The Green Party is different; it is not just a more full blooded version of Labour or the Liberal Democrats. This is because it has it’s own ideology that is distinct from social democracy and liberalism**. My impression of the Greens is that their environmental policies are only partially about the environment: they would like us all to forgo our cars and buy locally sourced organic food not just to protect the planet but because they think this would make for a better society. This contrasts with the more instrumental view of environmental problems taken by Labour and the Lib Dems. We could also contrast social democracy’s scepticism of the market contrasts with the Green tendency to idealise a particular kind of small, local business. Even more fundamentally, the liberal enthusiasm for free trade and the Green scepticism are about as irreconcilable positions as one could imagine.

My sense is that this will render Lawson’s prescription inadequate from the Greens point of view. UKIP can perhaps accept a role of putting extra mass on the  right side of the ideological see saw because there is a party they would be content to have slide their way.
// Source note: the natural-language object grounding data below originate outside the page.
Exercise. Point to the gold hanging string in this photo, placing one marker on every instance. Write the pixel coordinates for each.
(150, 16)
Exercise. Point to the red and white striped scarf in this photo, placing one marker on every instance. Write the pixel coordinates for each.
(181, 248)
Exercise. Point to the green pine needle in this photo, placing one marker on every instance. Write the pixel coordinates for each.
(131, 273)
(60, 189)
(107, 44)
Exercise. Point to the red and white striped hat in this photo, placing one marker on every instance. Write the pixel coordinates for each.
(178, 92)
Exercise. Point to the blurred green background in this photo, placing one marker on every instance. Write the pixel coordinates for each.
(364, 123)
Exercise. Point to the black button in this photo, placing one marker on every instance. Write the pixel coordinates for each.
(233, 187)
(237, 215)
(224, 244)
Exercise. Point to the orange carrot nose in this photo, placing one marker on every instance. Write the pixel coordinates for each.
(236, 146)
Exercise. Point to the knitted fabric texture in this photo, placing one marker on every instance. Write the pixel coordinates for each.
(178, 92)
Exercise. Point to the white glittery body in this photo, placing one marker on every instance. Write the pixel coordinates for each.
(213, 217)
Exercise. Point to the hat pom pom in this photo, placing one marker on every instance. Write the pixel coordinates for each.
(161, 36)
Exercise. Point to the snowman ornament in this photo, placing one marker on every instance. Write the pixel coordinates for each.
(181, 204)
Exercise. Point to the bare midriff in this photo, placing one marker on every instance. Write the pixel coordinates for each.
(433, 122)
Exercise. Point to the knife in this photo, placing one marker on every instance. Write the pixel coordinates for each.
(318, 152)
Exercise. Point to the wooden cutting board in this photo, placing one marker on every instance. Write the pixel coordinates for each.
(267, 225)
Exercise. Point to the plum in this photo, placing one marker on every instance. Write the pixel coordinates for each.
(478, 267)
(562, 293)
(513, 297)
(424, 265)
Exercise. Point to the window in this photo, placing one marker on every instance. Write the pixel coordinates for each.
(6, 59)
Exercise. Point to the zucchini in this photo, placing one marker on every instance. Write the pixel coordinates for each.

By contrast, simply shifting Labour and/or the Lib Dems will not be enough for the Greens. While UKIP exists to ‘return’ the Tories to conservatism, the Greens are trying to introduce a new political tradition into the mix of British politics.

—————————————————————————————————————-

*Like most people seeking a return to a lost idyll those who see Cameron as a traitor to the Conservative cause have a poor understanding. They don’t want a return to conservatism but to Thatcherism. Disraeli, Baldwin, Macmillan or Heath would find Cameron’s worldview far more congenial than Farage’s.

**This is not to say that liberalism, social democracy and ecologism(?) don’t overlap with each other (and indeed with conservatism). It is just that it is possible to identify fundamentally different worldviews driving these ideologies.